Peçanha estacionou seu carro velho a dois quarteirões de distância, numa sombra onde a luz do poste não chegava. Eram oito da noite. A chuva tinha dado uma trégua, mas o frio continuava.
Ele comeu metade de um sanduíche de presunto que tinha comprado numa padaria e pegou seu binóculo.
A casa era moderna, cheia de vidros. Quem tem muito dinheiro acha que não precisa de privacidade, ou talvez goste de se exibir. A sala de jantar, iluminada por um lustre de cristal gigante, era perfeitamente visível da rua.
Verônica estava lá.
Ela já não usava o vestido azul do escritório. Agora vestia um longo branco, de seda. Estava sentada à ponta de uma mesa enorme, que caberia doze pessoas, mas só tinha dois lugares postos.
Então, o marido entrou em cena.
Otávio Salles era um homem grande. Mesmo de longe, Peçanha notou a postura rígida dele. Usava um terno cinza impecável. Ele não sorriu para a esposa quando entrou na sala. Ele foi direto para a cabeceira da mesa, sentando-se de frente para ela, mas distante.
Peçanha ajustou o foco do binóculo.
Eles pareciam estátuas. Não conversavam. Uma empregada de uniforme serviu o jantar e saiu rápido, como se tivesse medo de ficar ali.
Otávio falou alguma coisa.
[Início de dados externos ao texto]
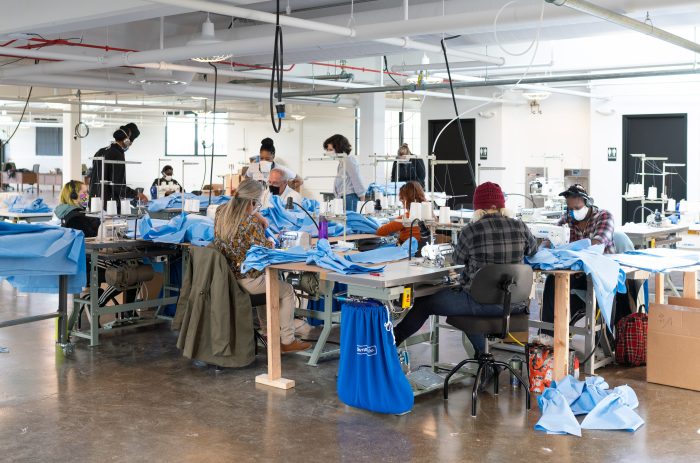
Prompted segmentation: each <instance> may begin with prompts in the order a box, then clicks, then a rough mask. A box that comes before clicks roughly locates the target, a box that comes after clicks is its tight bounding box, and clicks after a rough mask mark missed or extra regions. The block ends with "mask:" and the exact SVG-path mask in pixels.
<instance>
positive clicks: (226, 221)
mask: <svg viewBox="0 0 700 463" xmlns="http://www.w3.org/2000/svg"><path fill="white" fill-rule="evenodd" d="M262 192H263V187H262V184H261V183H260V182H258V181H256V180H252V179H248V180H244V181H243V182H241V184H240V185H239V186H238V190H236V194H234V195H233V198H231V201H229V202H228V203H226V204H224V205H223V206H221V207H219V208H218V209H217V210H216V218H215V220H214V236H215V237H216V238H218V239H220V240H222V241H227V242H231V241H233V240H234V239H235V238H236V233H238V229H239V228H240V226H241V223H243V220H245V219H246V218H247V217H248V216H249V215H250V214H249V213H248V207H249V206H250V205H251V204H252V203H253V201H257V202H260V197H261V196H262Z"/></svg>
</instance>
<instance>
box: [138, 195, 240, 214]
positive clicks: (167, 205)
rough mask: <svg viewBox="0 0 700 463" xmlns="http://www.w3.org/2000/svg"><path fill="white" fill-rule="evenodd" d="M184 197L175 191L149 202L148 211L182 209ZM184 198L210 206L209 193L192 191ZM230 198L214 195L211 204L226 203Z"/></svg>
mask: <svg viewBox="0 0 700 463" xmlns="http://www.w3.org/2000/svg"><path fill="white" fill-rule="evenodd" d="M182 198H183V194H182V193H173V194H171V195H170V196H164V197H162V198H158V199H154V200H151V201H149V202H148V211H149V212H159V211H162V210H163V209H182ZM184 198H185V199H197V200H199V206H200V207H202V208H204V207H208V206H209V195H201V196H197V195H194V194H192V193H185V194H184ZM230 200H231V197H230V196H212V197H211V204H225V203H227V202H229V201H230Z"/></svg>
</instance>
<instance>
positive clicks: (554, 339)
mask: <svg viewBox="0 0 700 463" xmlns="http://www.w3.org/2000/svg"><path fill="white" fill-rule="evenodd" d="M570 287H571V278H570V275H569V274H568V273H556V274H555V275H554V364H553V365H552V373H553V375H552V379H553V380H555V381H561V380H562V379H564V378H565V377H566V375H568V374H569V322H570V320H571V314H570V307H569V298H570V297H571V296H570V292H571V291H570V289H571V288H570Z"/></svg>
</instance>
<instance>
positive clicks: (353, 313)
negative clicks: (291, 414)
mask: <svg viewBox="0 0 700 463" xmlns="http://www.w3.org/2000/svg"><path fill="white" fill-rule="evenodd" d="M341 311H342V313H341V323H340V338H341V343H340V364H339V366H338V385H337V390H338V398H339V399H340V400H341V401H342V402H343V403H345V404H347V405H350V406H352V407H357V408H364V409H365V410H370V411H373V412H378V413H391V414H397V415H398V414H402V413H406V412H409V411H410V410H411V409H412V408H413V390H412V389H411V385H410V384H409V382H408V380H407V379H406V376H405V375H404V373H403V370H402V369H401V364H400V362H399V357H398V353H397V352H396V343H395V340H394V332H393V328H394V327H393V325H392V323H391V320H390V317H389V309H388V308H387V307H385V306H384V305H382V304H379V303H377V302H354V301H353V302H345V303H343V304H342V307H341Z"/></svg>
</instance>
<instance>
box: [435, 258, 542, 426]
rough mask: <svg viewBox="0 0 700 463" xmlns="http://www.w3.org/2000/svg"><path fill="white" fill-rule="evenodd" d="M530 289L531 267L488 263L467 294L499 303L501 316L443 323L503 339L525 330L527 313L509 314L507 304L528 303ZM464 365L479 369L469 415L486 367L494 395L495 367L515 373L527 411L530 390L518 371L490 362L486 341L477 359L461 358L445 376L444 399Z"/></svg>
mask: <svg viewBox="0 0 700 463" xmlns="http://www.w3.org/2000/svg"><path fill="white" fill-rule="evenodd" d="M531 290H532V268H531V267H530V266H529V265H525V264H492V265H488V266H486V267H483V268H482V269H480V270H479V271H478V272H476V275H474V280H473V281H472V284H471V289H470V295H471V297H472V298H473V299H474V301H476V302H478V303H479V304H484V305H486V304H502V305H503V314H502V315H501V316H500V317H487V316H472V315H460V316H451V317H447V320H446V321H447V323H448V324H449V325H452V326H454V327H455V328H457V329H458V330H460V331H462V332H463V333H464V334H482V335H486V337H487V338H499V339H505V338H506V337H507V336H508V333H510V332H511V331H528V329H529V326H528V321H529V314H528V313H527V312H525V313H522V314H515V315H511V313H510V312H511V304H517V303H523V302H526V301H527V302H529V300H530V292H531ZM467 364H476V365H478V366H479V368H478V370H477V373H476V377H475V378H474V386H473V388H472V416H474V417H475V416H476V405H477V400H478V399H477V395H478V392H479V384H480V383H481V379H482V375H484V374H485V373H486V369H487V368H491V369H492V371H493V372H494V379H493V383H494V394H496V395H497V394H498V375H499V373H500V370H499V367H502V368H503V369H508V370H510V372H511V373H513V374H515V375H516V376H517V378H518V381H519V382H520V384H522V385H523V387H524V388H525V391H526V393H525V406H526V407H527V409H528V410H529V409H530V388H529V386H528V383H527V382H525V381H524V380H523V378H522V377H521V374H520V372H516V371H514V370H513V369H512V368H511V367H510V366H509V365H508V364H507V363H505V362H500V361H497V360H495V359H494V357H493V354H491V353H490V352H489V349H488V340H487V342H486V349H485V350H484V352H482V353H481V354H479V358H477V359H465V360H462V361H461V362H459V363H458V364H457V365H456V366H455V367H454V368H453V369H452V370H451V371H450V372H449V373H448V375H447V377H446V378H445V384H444V389H443V391H444V398H445V400H447V393H448V385H449V381H450V378H451V377H452V375H454V374H455V373H456V372H457V371H458V370H459V369H460V368H462V367H463V366H464V365H467Z"/></svg>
Verônica não respondeu, apenas assentiu com a cabeça, olhando para o prato.
De repente, Otávio se levantou. Ele caminhou até a cadeira da esposa. Peçanha prendeu a respiração. O marido colocou as mãos nos ombros nus de Verônica. Parecia um gesto de carinho, mas não era. Os dedos dele apertaram a pele dela com força. Verônica ficou imóvel, tensa, como um animal preso numa armadilha.
Ele sussurrou algo no ouvido dela e depois beijou seu pescoço. Verônica fechou os olhos. Não parecia prazer. Parecia que ela estava aguentando uma dor.
— Ele é o dono dela — murmurou Peçanha dentro do carro. — Não o marido. O dono.
Otávio voltou para o seu lugar e continuou comendo como se nada tivesse acontecido.
Peçanha abaixou o binóculo e sentiu um gosto ruim na boca, pior que o gosto do cigarro. A carta tinha razão numa coisa: aquela mulher vivia num teatro.
O detetive pegou sua câmera fotográfica e tirou algumas fotos da casa, das janelas, das entradas. Se alguém quisesse entrar lá para deixar cartas ou espionar Verônica, teria que ser um fantasma. Ou alguém que conhecia as senhas do alarme.
As luzes da sala de jantar se apagaram. O casal subiu as escadas.
Peçanha olhou para o relógio. A noite estava só começando. Ele ajeitou o banco do carro para trás, tentando ficar confortável. Ele não ia sair dali. Se o autor das cartas aparecesse, teria uma surpresa.
Mas, no fundo, Peçanha não estava ali só pelo trabalho. Ele queria garantir que aquele homem de terno cinza não apertasse o ombro dela daquele jeito de novo.